Interest in Roger Ebert’s written reviews continued to grow throughout the 2000s. Ebert himself grew in increasingly poor health, and there came a time when he no longer felt comfortable appearing on television. Returning to the written word, he wrote books and blogged about then-current films. He also brought a comprehensive archive of his past reviews to his web site.
Roger Ebert passed away in 2013, but the site he created still thrives. Through the work of a new generation of movie reviewers, you can still find the latest written movie reviews, a rare island of trustworthiness in an ocean of user-generated content.
More interesting, though, is the archive. Wondering what Roger would have said about the largely forgotten 2001 action film Swordfish? It’s all there. Want to know what he originally thought about The Godfather? You’ll find it there too. If there was a major studio release between about 1970 and 2010, Roger reviewed it, and it’s all there.
Creaky but functional
The rogerebert.com site seems a little creaky at this point, to be sure. It received a visual update last year which somehow makes it seem more dated than the previous version. The search functionality brings up tons of ads, and the mobile experience is still a bit lacking. But it’s ok for what it is. I’m not sure if it’s still affiliated with the Chicago Sun-Times but I’d doubt it. For a site run on a shoestring budget, it works.
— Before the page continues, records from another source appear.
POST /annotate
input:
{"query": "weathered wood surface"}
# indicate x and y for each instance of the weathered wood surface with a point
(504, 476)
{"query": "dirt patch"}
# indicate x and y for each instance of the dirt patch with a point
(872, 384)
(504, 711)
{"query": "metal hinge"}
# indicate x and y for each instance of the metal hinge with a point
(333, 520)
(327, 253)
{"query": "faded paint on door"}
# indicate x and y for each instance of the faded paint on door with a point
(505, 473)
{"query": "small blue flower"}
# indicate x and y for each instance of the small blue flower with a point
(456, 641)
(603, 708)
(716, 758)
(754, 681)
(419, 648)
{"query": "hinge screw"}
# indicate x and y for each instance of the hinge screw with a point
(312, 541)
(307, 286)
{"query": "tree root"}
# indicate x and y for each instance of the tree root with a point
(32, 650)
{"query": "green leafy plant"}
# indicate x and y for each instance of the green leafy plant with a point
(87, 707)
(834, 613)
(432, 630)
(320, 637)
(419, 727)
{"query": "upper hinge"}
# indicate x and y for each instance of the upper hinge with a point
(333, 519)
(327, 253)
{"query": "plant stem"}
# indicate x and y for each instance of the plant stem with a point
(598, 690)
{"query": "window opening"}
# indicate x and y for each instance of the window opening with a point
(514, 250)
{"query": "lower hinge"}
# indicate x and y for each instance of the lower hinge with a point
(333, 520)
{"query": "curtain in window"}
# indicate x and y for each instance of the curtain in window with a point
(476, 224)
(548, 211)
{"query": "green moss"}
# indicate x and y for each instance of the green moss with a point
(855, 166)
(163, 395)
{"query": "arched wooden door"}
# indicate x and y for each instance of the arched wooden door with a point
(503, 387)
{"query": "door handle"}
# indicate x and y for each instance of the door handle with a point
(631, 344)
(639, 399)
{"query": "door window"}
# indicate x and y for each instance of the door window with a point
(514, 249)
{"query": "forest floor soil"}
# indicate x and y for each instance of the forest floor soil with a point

Besides, the most important thing is the content, and there is a ton of it. Search for virtually any movie you can think of and you’ll find a real, professionally-written review. It’s a great companion for those late nights when you’re scrolling through Netflix looking for something to watch. It’s a testament to good writing that often times these reviews will give you more appreciation for that schlocky movie you landed on.